1. Desktop renderer (fast preview replica)

src/render/vk_renderer.h is a Vulkan renderer that draws the source environment exactly as libshell would: per-material MeshShellEnv shading, reversed-Z depth, blend/cull/cutout derived from the authored material flags (with the per-material alphatestthreshold), SpecIbl from the env's own IBL cubemaps, baked lightmaps. This is the reference: fix the desktop preview first, because it is the device-free way to see what an environment should look like. Node/skeletal/UV animation is evaluated on the CPU (opa_loader.h animate()) and streamed into mapped vertex buffers each frame.

2. Cooker (V79 → V205)

src/cook/hsl_cooker.h re-encodes the loaded scene into the modern HSL APK format: RENDMESH geometry, MATL materials, HSTF scene/transform components, HZAN (ACL) animation, RENDTXTR textures (lossless ASTC pass-through where the source is untouched, sRGB-tagged; per-material generated SPIR-V shaders for animated/cutout materials), plus a scene.zip and a spliced+signed APK. The cook consumes the same decoded data the renderer draws, so "what you preview is what you cook" — and the cooked APK can be re-opened in the same window ("Preview cooked (HSL)") to verify before it ever touches a device.

3. Device layer

The cooked APK runs on a headset whose VrShell is patched (far-clip removal, hold-to-fly, an HSL bridge). The patched shell is delivered by a Magisk module (vrshell_hotswap) that bind-mounts the patched VrShell.apk over the system one at boot. See Device Patching. (Porting itself does not require the patched shell — a stock headset loads the cooked env; the patches add far-clip freedom and live control.)

Automation bridges (MCP)

  • hsr-renderer — drive the live desktop renderer: hsr_launch, hsr_dump (the per-mesh cook-preview), hsr_screenshot, hsr_listmesh, hsr_cmd (raw HSR_LIVE commands like at=<sec>).
  • hsr-world — read/write the patched device shell's world state (anim clock, player position).
  • quest-bridge / quest-ctl — adb-level device control (install, reload shell, logcat, screencap).
  • ida-pro-mcp — read the V79 and V205 libshell.so databases (the authority for every format).

Golden rules baked into the codebase

  1. IDA first.
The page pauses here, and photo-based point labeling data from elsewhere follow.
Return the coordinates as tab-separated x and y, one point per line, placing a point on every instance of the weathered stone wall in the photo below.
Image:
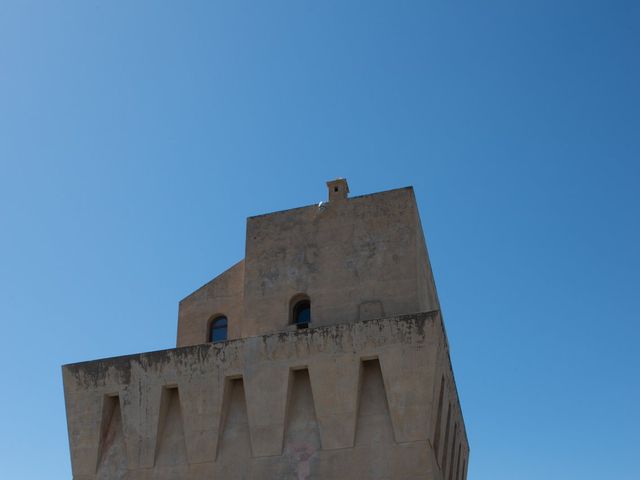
355	258
356	400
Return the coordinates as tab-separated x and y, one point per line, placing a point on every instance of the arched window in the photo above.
218	329
301	313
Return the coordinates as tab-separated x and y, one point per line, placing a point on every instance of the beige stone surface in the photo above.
339	401
366	392
355	259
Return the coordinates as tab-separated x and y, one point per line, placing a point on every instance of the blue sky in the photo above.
136	136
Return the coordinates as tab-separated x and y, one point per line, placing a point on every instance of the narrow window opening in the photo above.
436	434
301	314
446	441
453	451
218	330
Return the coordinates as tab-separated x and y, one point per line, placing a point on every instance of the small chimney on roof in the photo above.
338	189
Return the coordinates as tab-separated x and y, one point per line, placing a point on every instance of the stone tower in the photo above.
321	355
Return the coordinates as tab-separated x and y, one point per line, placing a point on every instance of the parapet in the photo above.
347	395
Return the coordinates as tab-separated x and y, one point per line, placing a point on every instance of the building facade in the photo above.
321	355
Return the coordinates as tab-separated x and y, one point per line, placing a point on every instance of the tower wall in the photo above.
351	400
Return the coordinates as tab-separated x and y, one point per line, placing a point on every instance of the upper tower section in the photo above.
340	261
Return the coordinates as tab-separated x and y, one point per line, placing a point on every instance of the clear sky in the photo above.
136	136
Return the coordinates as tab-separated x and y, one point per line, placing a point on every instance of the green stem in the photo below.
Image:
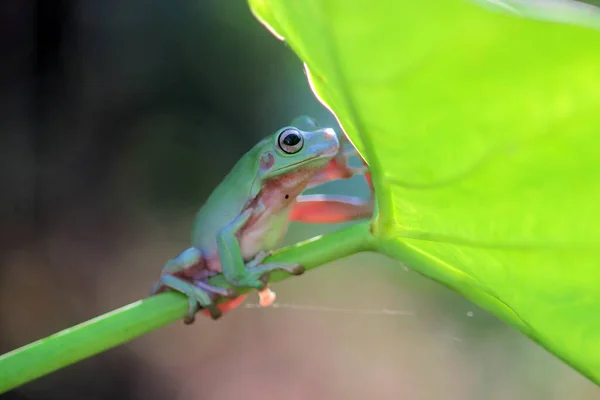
119	326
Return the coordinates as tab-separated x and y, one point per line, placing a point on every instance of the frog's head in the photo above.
300	147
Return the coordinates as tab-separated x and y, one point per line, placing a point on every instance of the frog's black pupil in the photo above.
291	139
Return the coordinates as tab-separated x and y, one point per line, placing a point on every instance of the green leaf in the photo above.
481	130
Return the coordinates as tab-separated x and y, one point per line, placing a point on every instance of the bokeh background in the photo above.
117	119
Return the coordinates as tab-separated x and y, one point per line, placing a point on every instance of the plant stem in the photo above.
119	326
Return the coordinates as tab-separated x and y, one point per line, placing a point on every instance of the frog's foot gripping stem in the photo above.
199	293
257	277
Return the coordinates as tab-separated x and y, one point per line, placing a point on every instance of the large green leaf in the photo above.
481	130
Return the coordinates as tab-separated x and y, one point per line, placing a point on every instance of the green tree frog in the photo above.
248	213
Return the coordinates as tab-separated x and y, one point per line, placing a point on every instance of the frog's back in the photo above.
225	203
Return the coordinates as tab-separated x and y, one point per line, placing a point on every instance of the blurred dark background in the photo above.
117	119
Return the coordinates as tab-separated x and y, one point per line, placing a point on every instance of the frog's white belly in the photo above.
263	234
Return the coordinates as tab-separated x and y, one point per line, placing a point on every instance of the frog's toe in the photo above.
294	269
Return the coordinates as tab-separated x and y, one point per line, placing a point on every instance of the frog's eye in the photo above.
291	141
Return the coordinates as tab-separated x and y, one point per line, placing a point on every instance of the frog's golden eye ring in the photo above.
291	141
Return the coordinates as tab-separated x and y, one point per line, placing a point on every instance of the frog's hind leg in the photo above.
199	293
330	209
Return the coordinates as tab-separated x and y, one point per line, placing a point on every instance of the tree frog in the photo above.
248	213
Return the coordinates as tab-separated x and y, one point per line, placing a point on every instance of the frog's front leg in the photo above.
198	294
236	272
Every shader / format / blend / transform / animation decision is traced from libshell.so, not guessed. The V79 DB and the V205.2 DB are the two sources of truth.
  2. Render-side first (for speed). Iterate in the desktop preview, then confirm on the headset — the Quest's libshell is the real renderer and the final authority; the replica can't always reproduce it.
  3. Cook = preview. The cook pulls from the same decoded structures the renderer draws, and the [COOK-ANIM] cook-preview (hsr_dump) reports exactly what device shader/animation each mesh will cook to — device-free.